VIУтром Миша поехал по дядиному поручению объехать участвующих в концерте.
Внизу швейцар подал ему письмо.
По зеленому узкому конверту Миша узнал, от кого оно.
Сказав извозчику первый стоящий в дядином списке адрес, Миша сел в сани и распечатал письмо.
За ночь навалило снегу, слегка подмораживало; багровея, светило солнце; быстро ехал извозчик. Бегло пробегая нежные, страстные строки, Миша улыбался.
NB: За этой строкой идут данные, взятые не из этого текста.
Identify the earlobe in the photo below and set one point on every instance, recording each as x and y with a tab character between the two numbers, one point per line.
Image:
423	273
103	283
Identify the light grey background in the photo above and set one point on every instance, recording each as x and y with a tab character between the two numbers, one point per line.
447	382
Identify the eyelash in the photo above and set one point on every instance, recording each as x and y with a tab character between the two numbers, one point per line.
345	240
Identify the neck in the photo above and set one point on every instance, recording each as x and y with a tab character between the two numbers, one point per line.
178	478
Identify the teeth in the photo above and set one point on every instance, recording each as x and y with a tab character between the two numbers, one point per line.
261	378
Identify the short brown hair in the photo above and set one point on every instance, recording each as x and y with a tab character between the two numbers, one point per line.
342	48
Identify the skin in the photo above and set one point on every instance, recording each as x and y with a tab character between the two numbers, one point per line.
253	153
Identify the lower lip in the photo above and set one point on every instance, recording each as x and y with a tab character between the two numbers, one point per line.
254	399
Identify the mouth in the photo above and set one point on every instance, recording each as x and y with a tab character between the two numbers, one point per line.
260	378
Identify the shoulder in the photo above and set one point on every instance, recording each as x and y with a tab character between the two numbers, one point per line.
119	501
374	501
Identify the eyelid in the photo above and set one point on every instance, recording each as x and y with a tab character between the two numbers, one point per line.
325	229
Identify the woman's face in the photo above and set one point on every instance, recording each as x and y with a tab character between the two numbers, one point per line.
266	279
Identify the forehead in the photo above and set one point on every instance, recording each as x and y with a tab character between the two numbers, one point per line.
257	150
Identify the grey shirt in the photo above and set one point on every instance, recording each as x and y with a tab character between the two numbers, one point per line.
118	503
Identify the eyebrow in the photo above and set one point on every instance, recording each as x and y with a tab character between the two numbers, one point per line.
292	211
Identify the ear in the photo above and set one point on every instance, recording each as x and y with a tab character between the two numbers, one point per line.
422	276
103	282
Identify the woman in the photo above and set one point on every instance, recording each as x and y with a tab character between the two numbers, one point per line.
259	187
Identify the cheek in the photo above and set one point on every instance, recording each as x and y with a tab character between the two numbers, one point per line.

Весело было и от солнца, и от быстрой езды, и от предстоящего весело-хлопотливого дня, и пьянили, кружили голову эти слова, мелким почерком написанные:
«Твоя… дни и ночи только о тебе думаю… Милый, прекрасный… Я поняла, что всю жизнь ждала тебя… Не забудь меня, пожалей… О, как тяжко и печально влачатся дни без тебя».
Извозчик остановился.
Миша взбежал на лестницу. Франтоватая горничная открыла дверь и, взяв карточку, провела в крошечную, как бонбоньерка, безвкусно обставленную низкой мягкой мебелью и безделушками гостиную; а по боковой стене так странно в этой маленькой комнате было видеть огромную, в тяжелой раме картину.
Миша, ослепленный, смотрел на пеструю чешую лат архангела, пронзительной ясности зеленое небо сзади и сверкающий меч.
В первую минуту Миша не мог ничего понять, — неожиданность и необычайность красок поразила его.
Только когда сзади него раздался слегка скрипучий голос: «Чем могу служить?» — вспомнил он, что покойный муж известной актрисы был гениальным художником.{26}
Миша обернулся и неловко раскланялся.
Известная актриса, уже немолодая, кося из-под лорнетки тонко подведенными, несмотря на ранний час и домашний туалет, глазами, слушала сбивчивые Мишины слова, благосклонно улыбаясь тонкими, злыми губами.